I’m pretty sure Facebook is not immune to this problem and may even make it worse because it gives extra weight to people near you in the social graph, effectively narrowing its dataset. If you “like” a little-known performance artist that almost no one else has heard of, then when Facebook’s algorithm searches for other people who like that artist, it may only find one person anywhere near you in the social graph who likes that artist. And if that person also likes Stormfront and the KKK, guess what Facebook’s algorithm is going to suggest?
Another big issue is that a search engine like Google is engineered to produce stable result sets. Given the same query, it should return the same result set every time. You might not always see it that way, e.g. if the queries go to two different servers using document indexes with different update schedules, but the design intent is to return the best result, which should be always be the same for the same incarnation of the document database.
That wouldn’t work on Facebook. You’d quickly grow tired of receiving the same recommendations over and over, no matter how much you liked them. So Facebook’s servers probably try to mix things up a bit, randomly pulling in suggestions from much farther afield than if they used a purely mathematically optimal set.
It’s possible too that Facebook pays attention to what you click on, and if you ignore its best guesses too often, it demotes those suggestions and lets something else into the recommendations list. If you keep ignoring its suggestions, more and more of the weird low-ranked pages will bubble up and be recommended.
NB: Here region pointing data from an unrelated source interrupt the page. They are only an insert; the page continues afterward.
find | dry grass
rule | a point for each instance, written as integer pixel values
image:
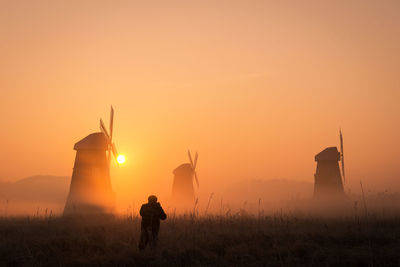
(277, 240)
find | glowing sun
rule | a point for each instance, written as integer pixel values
(121, 159)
Finally, think about how you respond on those rare occasions that Facebook suggests something you actually like: You look at it, and you click “like”, and it joins the collection of all the other things you already “like”. And now Facebook has no need to ever recommend it to you again. Between the things you “like” when you set up your account, and the things you “like” along the way, after a little while all of the good suggestions get used up, and all that’s left is the weird stuff.
To summarize, let me first remind you that this is just guesswork on my part — I don’t know anything definitive about Facebook’s algorithms for recommendations — but here are some of the factors that I think contribute to the screwiness of Facebook’s recommendations:
- Facebook doesn’t understanding natural languages so it doesn’t understand what you and your friends are writing about.
- Keyword-based matching finds text that uses similar words, which may or may not express similar ideas.
- Text search and data mining algorithms are intended to find stuff that is relevant or interesting to you, which may not mean it’s stuff you really “like.”
- Facebook’s recommendations to you are influenced by your friends’ activities and interests.
- Facebook’s recommendations are also influenced by other people who show the same interests as you and your friends.
- [Update: Facebook also learns about you from your activities on affiliated sites.]
- Topics that are very popular can overwhelm the algorithms and show up everywhere.
- Activities related to rare or unusual topics can have the effect reducing the amount of data available for data mining, which increases the variability and reduces the significance of the results.
- Bottlenecks in the social graph can also reduce the amount of data available for mining, which increases the variability and reduces the significance of the results.
- In the quest for clicks, Facebook intentionally offers you unusual opportunities.
- By ignoring suggestions for things you do like, you may be encouraging Facebook to show you other things.
- You use up all the good stuff early, so the stuff you get later tends to be crap.